Turkish Energy firm’s Plans for Iran could boost Rouhani

As a result, Emre said, “Iran could only make use of its gas for domestic consumption, especially electricity production,” which is good news for Turkey. He said that a third of Turkey’s electricity production comes from natural gas plants and that “80% of the process is handled by private companies.” He said this experience dealing with such a vast infrastructure shows that “Unit International and other Turkish companies could enter and succeed in the electricity production and distribution business in Iran.”

According to Hamed Mohsen, a Tehran-based journalist and analyst, the Iranian government’s agreement with Unit International is part of a much wider effort to boost foreign investment in the Islamic Republic. Mohsen told Al-Monitor, “The Iranian state wants foreign direct investment but it wants quality projects.
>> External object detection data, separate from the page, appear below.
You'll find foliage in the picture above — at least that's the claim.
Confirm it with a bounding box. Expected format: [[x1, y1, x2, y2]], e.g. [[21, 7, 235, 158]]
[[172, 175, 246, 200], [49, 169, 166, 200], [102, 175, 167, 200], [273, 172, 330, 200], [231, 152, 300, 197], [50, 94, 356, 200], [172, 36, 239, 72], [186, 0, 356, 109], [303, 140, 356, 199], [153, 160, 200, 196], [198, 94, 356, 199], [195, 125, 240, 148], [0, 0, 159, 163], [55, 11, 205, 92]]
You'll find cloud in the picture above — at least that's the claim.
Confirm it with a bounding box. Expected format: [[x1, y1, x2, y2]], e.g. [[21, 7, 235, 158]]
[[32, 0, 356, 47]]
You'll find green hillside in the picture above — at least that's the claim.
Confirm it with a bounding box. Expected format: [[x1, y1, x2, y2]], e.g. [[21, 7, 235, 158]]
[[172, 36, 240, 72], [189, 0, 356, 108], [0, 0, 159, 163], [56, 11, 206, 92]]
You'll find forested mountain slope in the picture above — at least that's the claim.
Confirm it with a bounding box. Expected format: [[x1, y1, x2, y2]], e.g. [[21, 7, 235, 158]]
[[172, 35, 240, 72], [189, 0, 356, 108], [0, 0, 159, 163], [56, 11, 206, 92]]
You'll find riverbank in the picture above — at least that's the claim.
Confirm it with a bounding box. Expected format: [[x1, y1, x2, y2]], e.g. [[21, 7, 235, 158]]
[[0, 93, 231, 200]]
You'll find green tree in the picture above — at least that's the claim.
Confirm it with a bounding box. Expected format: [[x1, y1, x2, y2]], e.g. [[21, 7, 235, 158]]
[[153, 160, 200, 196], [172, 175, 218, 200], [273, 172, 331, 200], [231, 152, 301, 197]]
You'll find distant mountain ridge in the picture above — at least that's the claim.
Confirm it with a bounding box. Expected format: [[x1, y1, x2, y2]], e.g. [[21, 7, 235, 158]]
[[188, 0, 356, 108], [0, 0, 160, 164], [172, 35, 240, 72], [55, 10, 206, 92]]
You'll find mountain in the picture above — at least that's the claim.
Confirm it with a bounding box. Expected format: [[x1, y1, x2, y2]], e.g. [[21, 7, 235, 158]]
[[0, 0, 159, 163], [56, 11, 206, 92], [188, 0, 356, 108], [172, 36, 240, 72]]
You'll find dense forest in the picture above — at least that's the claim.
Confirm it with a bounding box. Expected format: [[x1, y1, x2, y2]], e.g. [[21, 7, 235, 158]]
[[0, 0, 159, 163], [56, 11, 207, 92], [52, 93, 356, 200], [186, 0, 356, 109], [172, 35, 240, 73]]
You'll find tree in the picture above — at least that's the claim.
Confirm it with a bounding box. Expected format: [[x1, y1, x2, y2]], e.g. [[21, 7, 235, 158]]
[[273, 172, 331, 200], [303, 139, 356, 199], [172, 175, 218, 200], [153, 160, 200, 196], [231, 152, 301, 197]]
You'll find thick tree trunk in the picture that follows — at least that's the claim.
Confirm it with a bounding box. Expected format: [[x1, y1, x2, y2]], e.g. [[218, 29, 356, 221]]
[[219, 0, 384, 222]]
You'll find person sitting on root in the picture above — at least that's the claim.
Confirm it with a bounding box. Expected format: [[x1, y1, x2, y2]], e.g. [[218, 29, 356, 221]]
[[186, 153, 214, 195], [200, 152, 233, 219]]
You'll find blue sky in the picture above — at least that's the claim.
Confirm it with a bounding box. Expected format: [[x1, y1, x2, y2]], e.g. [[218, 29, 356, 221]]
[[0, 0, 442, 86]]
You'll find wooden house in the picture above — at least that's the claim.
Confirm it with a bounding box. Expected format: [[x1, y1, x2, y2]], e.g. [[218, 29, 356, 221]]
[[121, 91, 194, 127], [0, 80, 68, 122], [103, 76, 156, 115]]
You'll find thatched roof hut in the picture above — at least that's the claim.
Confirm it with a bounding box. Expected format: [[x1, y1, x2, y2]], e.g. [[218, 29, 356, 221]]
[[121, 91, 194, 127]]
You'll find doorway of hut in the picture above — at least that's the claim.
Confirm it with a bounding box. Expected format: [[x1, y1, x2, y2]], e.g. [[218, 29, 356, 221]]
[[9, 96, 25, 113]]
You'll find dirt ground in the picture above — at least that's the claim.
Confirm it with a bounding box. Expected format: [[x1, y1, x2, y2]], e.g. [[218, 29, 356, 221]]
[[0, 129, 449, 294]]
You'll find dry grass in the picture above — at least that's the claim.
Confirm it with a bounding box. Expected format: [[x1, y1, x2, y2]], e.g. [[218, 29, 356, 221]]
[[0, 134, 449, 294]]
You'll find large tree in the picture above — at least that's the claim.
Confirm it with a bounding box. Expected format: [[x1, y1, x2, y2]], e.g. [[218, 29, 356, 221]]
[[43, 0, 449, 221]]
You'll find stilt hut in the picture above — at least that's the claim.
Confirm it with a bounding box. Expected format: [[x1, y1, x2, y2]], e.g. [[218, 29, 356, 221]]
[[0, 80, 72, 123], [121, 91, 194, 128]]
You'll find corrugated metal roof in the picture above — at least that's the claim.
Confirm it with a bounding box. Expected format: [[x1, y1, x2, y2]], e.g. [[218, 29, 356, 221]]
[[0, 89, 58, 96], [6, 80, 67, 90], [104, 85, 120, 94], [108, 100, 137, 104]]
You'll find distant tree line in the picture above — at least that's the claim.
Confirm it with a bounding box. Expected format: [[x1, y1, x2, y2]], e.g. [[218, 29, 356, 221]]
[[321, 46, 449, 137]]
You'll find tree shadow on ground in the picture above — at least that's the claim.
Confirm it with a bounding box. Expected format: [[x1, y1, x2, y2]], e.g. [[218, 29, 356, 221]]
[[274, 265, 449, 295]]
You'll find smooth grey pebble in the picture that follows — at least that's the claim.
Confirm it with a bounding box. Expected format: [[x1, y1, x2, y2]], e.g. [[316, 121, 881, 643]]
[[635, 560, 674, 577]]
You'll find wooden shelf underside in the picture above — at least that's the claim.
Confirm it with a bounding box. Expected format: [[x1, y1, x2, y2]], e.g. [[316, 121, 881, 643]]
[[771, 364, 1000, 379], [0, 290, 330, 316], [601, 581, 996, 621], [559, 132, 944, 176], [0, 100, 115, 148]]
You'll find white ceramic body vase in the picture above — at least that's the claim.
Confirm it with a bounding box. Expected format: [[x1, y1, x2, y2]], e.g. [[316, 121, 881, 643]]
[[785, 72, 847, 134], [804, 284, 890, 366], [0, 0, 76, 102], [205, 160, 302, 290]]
These projects should aim for production, technology transfer and end products that could be sold on the Iranian market, but more importantly, exported abroad.” In that respect, he said, “There is an idea to build ‘Turkish organized industrial zones’ in Iran similar to the ones in Turkey.”

Although electricity is not a conventional industrial product, Mohsen points out that Unit International’s initiative and those by similar Turkish companies fits the “investment-production-export” model. He said, “Iran’s electricity production and distribution situation is good, but many of its neighbors — especially Iraq, Afghanistan and Pakistan — need electricity, which such power plants could provide.”